2.1 The six-division integrated platform

Figure 2.1 The six-division integrated steel & consumables platform
  • A — Scrap processing & recycling: Industrial scrap collection, shredding and ferrous/non-ferrous sorting, producing secondary steel feedstock and the input-cost advantage.
  • B — Steel melt shop (EAF): Electric-arc-furnace steel production, blending scrap and DRI into billet and slab, proven, established technology.
  • C — Rolling & fabrication: Rolled bars, rods and sections, and structural steel for construction and rail.
  • D — Mining consumables (core profit engine): Grinding-media balls (high-chrome, forged), mill liners and wear parts, the highest-margin, recurring-demand division.
  • E — Industrial components: Cast steel components and heavy-duty engineered parts for mining and power.
  • F — Distribution & export: Southern African mining-supply-chain integration and export to the DRC, Zambia, Mozambique and Namibia.

2.2 The mining-consumables profit engine

The strategic heart of the model is the mining-consumables division. Grinding media, mill liners and wear parts are consumed continuously by mining operations, replacement cycles are tied to ore throughput, not to mine capital spending, which makes demand recurring and relatively resilient across the mining cycle. These products also command materially higher margins than commodity steel.
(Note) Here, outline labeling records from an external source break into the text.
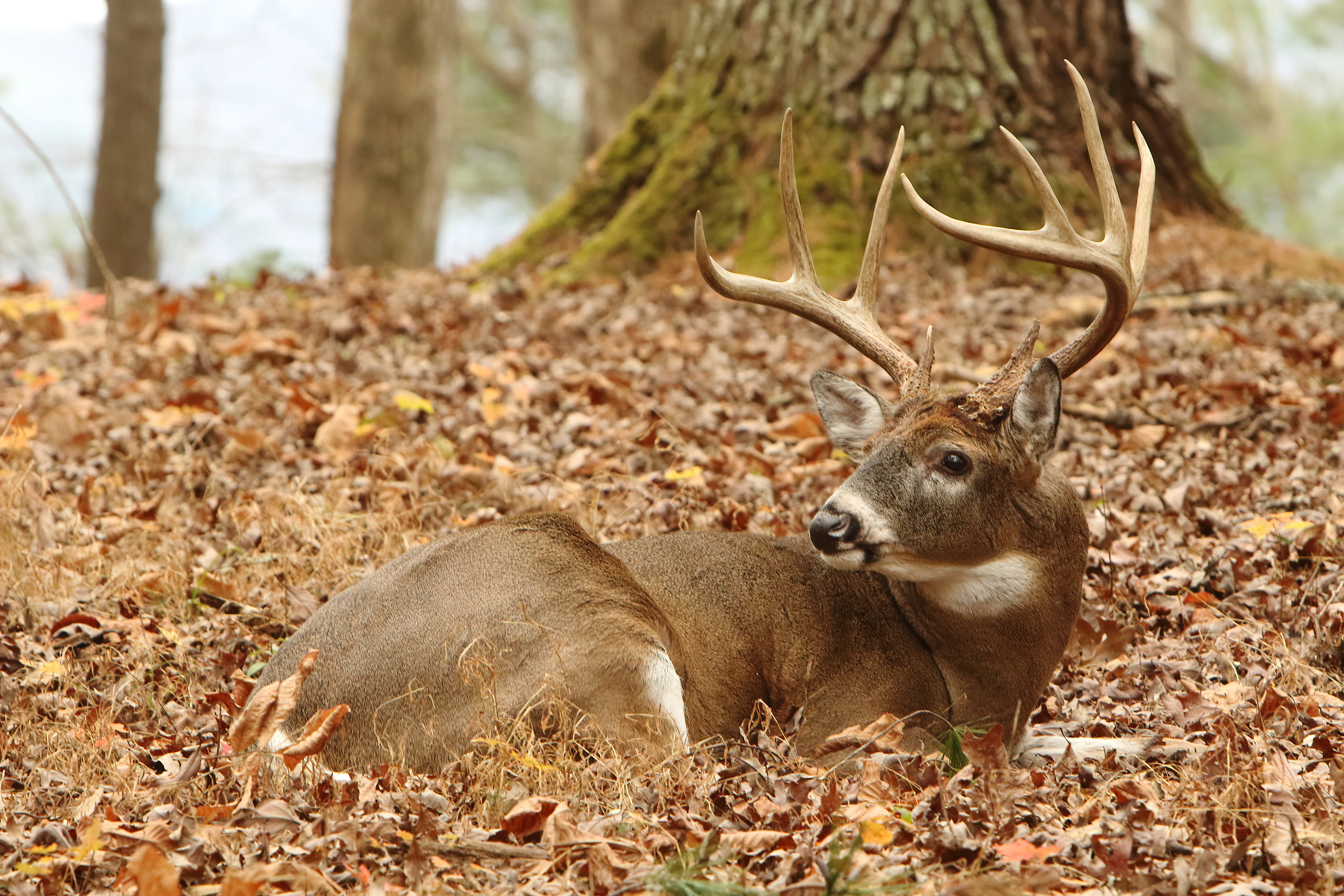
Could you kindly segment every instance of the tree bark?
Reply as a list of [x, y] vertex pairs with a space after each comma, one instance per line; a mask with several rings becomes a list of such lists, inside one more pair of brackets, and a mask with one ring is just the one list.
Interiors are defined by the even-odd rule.
[[[1160, 211], [1239, 222], [1204, 172], [1180, 114], [1140, 71], [1124, 0], [711, 0], [692, 12], [672, 70], [570, 189], [488, 269], [560, 259], [578, 279], [689, 249], [695, 211], [737, 269], [788, 274], [775, 177], [780, 121], [794, 109], [797, 179], [817, 271], [851, 281], [896, 129], [921, 195], [968, 220], [1038, 227], [1034, 193], [996, 126], [1035, 152], [1060, 201], [1098, 227], [1077, 101], [1091, 89], [1121, 196], [1133, 201], [1142, 129]], [[899, 191], [898, 191], [899, 193]], [[969, 251], [902, 197], [898, 236]]]
[[[93, 238], [113, 277], [153, 279], [163, 93], [163, 0], [108, 0], [102, 133], [93, 188]], [[93, 253], [86, 279], [102, 287]]]
[[331, 265], [434, 263], [448, 191], [453, 0], [351, 0]]
[[586, 152], [597, 152], [672, 64], [692, 0], [574, 0]]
Anchoring the platform on consumables, fed by low-cost recycled scrap, is what allows SSIC to target a blended EBITDA margin far above that of a conventional steel mill.

2.3 Revenue model

Revenue line

Basis

Mining consumables (highest margin)

Grinding media, mill liners, wear parts — tied to mine throughput

Rolled steel products

Construction bars and rods, industrial structural steel

Scrap-recycling margin

Buy scrap, process, sell higher-grade steel feedstock

Cast products

Engineered components for heavy industry and power

Export sales

Zambia Copperbelt, DRC Katanga, SADC construction & infrastructure

Table 2.1 The five revenue lines.

Figure 2.2 Revenue by division over the ten-year plan

2.4 Why integration creates value

Integration secures the scrap input at controlled cost, converts it through the EAF into billet, and channels it into the highest-value products, above all, mining consumables. As the mix shifts over the plan toward consumables and exports, the blended EBITDA margin rises from 12% to 28%. The scrap-recycling and steelmaking layers provide the cost-advantaged feedstock; the consumables and components divisions capture the margin; and long-life mine-supply relationships create the industrial lock-in that underpins durable cash flows.

StrengthRecurring consumables demand and proven technology — a lower-risk industrial profile

Two features distinguish SSIC from a conventional steel play. First, its core product, mining consumables, is consumed continuously by ore processing, giving recurring, throughput-linked demand that is far more resilient than mining-capex-linked or construction-cyclical steel. Second, the technology, electric-arc-furnace steelmaking and grinding-media production, is mature and proven, carrying none of the technology risk of frontier industrial ventures. Combined with scrap-to-value integration, this gives the platform a defensible, demand-backed, lower-technology-risk profile that is well-suited to development and industrial-equity capital, provided the input-cost and energy risks are managed.